Decision regions for different  $K$
$$|| \boldsymbol{ s }_1||^2 - || \boldsymbol{ s }_0||^2 + 2 \cdot \sigma_n^2 \cdot {\rm ln} \hspace{0.15cm} \frac{{\rm Pr}( m_0)}{{\rm Pr}( m_1)} = 2 \cdot \boldsymbol{ \rho }^{\rm T} \cdot (\boldsymbol{ s }_1 - \boldsymbol{ s }_0)\hspace{0.05cm}.$$
  • With  $|| \boldsymbol{ s }_1||^2 = 17$,  $|| \boldsymbol{ s }_0||^2 = 26$,  $ \boldsymbol{ s }_1 \, –\boldsymbol{ s }_0 = (3, \ \, –4)$  we obtain:
$$\rho_2 = 3/4 \cdot \rho_1 + 9/8 - K /8 \hspace{0.05cm}.$$
  • The following abbreviation was used here:
$$K = 2 \cdot \sigma_n^2 \cdot {\rm ln} \hspace{0.15cm} \frac{{\rm Pr}( m_0)}{{\rm Pr}( m_1)} = 2 \cdot 1^2 \cdot 1.5 = 3 \hspace{0.05cm}.$$
  • From this it follows:
$$\rho_2 = 3/4 \cdot \rho_1 + 9/8 - 3 /8 = 3/4 \cdot \rho_1 + 3/4 \hspace{0.05cm}.$$
  • The decision line is shifted down by  $3/8$  $($black curve,  labeled  "$K = 3$"  in the graphic$)$.  So,  solution 2  is correct.

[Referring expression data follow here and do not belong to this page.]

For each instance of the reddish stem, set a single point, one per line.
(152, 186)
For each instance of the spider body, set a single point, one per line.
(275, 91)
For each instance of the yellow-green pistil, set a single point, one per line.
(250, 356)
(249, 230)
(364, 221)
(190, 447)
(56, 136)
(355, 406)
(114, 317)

  1. The first equation describes the optimal decision line for equally probable symbols  $(K = 0$,  dashed gray$)$.
  2. The third equation is valid for  $K = \, –3$.  This results with  $\sigma_n^2 = 1$  for the symbol probabilities  ${\rm Pr}(m_1) \approx 0.817$  and  ${\rm Pr}(m_0) \approx 0.138$  (green curve).
  3. The violet straight line results with  $K = 9$,  i.e. with the same probabilities as for the black curve,  but now with the variance $\sigma_n^2 = 3$.


(5)  The graphic above already shows that both  $A$  and  $B$  now belong to the decision region  $I_0$.  Solutions 1 and 3  are correct.